Personal information
- Born: April 13, 1963 (age 63) Everett, Washington, U.S.
- Listed height: 6 ft 3 in (1.91 m)
- Listed weight: 270 lb (122 kg)

Career information
- High school: Ernest Righetti (Santa Maria, California)
- College: Cal State Fullerton
- NFL draft: 1987: 9th round, 241st overall pick

Career history
- New York Jets (1987)*; Denver Broncos (1987); New York Giants (1988)*; Kansas City Chiefs (1988);
- * Offseason or practice squad member only

Career NFL statistics
- Games played: 9
- Stats at Pro Football Reference

= Ron McLean (American football) =

American football player (born 1963)

Ron McLean (born April 13, 1963) is an American former professional football player.

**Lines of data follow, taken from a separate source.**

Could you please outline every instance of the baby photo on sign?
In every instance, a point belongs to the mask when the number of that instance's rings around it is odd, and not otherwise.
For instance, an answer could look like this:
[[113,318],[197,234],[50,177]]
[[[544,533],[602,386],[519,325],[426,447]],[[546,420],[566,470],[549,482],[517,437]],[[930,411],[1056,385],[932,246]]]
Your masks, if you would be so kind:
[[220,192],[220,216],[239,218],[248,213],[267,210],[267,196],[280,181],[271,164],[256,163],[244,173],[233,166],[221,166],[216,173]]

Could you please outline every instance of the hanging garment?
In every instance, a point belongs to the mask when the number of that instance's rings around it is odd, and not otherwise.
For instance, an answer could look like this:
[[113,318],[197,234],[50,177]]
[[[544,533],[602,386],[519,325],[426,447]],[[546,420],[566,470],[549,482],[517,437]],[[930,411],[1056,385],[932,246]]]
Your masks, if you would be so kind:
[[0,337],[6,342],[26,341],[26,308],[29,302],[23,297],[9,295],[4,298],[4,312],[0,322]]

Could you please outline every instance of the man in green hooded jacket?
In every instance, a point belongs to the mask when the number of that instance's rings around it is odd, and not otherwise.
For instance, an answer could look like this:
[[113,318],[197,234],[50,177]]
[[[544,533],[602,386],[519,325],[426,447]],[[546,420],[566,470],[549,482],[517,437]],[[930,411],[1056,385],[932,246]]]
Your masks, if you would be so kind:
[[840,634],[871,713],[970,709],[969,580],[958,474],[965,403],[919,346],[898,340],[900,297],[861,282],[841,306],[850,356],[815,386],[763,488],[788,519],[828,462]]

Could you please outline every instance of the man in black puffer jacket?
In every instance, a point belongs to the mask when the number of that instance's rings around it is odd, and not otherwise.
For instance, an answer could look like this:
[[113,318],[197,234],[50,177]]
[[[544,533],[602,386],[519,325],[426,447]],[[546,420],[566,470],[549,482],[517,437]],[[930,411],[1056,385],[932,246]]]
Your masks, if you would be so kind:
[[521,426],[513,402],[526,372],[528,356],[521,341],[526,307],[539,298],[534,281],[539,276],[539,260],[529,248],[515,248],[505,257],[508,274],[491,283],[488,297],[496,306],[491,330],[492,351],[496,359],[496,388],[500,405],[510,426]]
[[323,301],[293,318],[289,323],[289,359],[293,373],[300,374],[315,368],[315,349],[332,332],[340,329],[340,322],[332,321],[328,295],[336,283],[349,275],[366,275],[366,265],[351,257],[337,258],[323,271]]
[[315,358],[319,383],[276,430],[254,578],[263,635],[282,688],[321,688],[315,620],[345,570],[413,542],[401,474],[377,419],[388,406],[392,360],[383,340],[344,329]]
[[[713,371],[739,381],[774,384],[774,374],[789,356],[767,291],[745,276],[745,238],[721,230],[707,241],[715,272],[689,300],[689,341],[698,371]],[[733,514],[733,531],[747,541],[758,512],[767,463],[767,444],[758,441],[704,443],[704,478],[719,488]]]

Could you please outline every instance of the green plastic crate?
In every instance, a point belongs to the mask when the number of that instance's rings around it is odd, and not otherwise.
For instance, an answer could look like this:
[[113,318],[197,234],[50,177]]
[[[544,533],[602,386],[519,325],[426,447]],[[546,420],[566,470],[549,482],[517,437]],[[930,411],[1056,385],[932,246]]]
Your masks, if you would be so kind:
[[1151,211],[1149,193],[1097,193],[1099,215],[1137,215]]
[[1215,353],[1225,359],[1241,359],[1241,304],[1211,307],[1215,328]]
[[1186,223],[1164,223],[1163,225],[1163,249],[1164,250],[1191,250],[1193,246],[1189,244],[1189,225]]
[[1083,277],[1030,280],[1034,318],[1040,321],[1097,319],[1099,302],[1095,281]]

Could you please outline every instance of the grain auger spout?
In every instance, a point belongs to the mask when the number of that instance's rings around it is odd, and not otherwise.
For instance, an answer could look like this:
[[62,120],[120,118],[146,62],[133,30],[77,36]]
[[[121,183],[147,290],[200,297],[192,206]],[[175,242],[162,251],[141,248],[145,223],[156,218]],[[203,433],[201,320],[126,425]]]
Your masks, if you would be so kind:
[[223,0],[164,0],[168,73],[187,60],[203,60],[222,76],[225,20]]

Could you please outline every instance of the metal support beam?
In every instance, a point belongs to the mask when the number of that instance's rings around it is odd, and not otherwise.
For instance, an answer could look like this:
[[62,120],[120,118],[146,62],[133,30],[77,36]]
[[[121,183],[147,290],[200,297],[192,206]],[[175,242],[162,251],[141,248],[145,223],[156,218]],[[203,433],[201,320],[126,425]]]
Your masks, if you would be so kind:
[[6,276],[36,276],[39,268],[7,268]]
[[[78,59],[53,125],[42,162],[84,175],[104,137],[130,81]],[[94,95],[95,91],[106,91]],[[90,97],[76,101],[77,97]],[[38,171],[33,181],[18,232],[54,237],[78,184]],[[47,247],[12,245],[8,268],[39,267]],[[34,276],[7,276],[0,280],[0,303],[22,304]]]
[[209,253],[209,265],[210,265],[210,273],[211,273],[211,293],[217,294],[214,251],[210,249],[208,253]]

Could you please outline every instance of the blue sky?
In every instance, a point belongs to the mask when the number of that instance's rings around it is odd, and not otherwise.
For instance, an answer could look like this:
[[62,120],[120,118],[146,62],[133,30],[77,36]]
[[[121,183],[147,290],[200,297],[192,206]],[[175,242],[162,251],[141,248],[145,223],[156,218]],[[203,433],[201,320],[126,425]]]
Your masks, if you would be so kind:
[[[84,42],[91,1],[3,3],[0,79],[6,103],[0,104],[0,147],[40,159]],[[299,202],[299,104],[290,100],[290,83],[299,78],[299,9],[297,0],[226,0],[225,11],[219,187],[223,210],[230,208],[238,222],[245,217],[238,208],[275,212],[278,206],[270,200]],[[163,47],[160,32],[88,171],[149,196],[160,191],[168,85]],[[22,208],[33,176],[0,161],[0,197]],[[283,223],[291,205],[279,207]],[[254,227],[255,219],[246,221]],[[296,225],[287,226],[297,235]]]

He spent two seasons as a defensive lineman in the National Football League (NFL), playing for the Denver Broncos in 1987 and then the Kansas City Chiefs in 1988.

== Early life ==
McLean graduated in 1982 from Righetti High School in Santa Maria, California. As a senior for the Warriors, he was selected for All-Northern League First Team and All-CIF Division 2 Second Team honors. He then played at Cal State Fullerton.

== Professional career ==
McLean was selected in the ninth round of the 1987 NFL draft, with the 241st overall pick, by the New York Jets.

He played in three regular-season games as a rookie nose tackle with the Denver Broncos, being a replacement player, before being converted to defensive end and playing six regular-season games in his second season with the Kansas City Chiefs.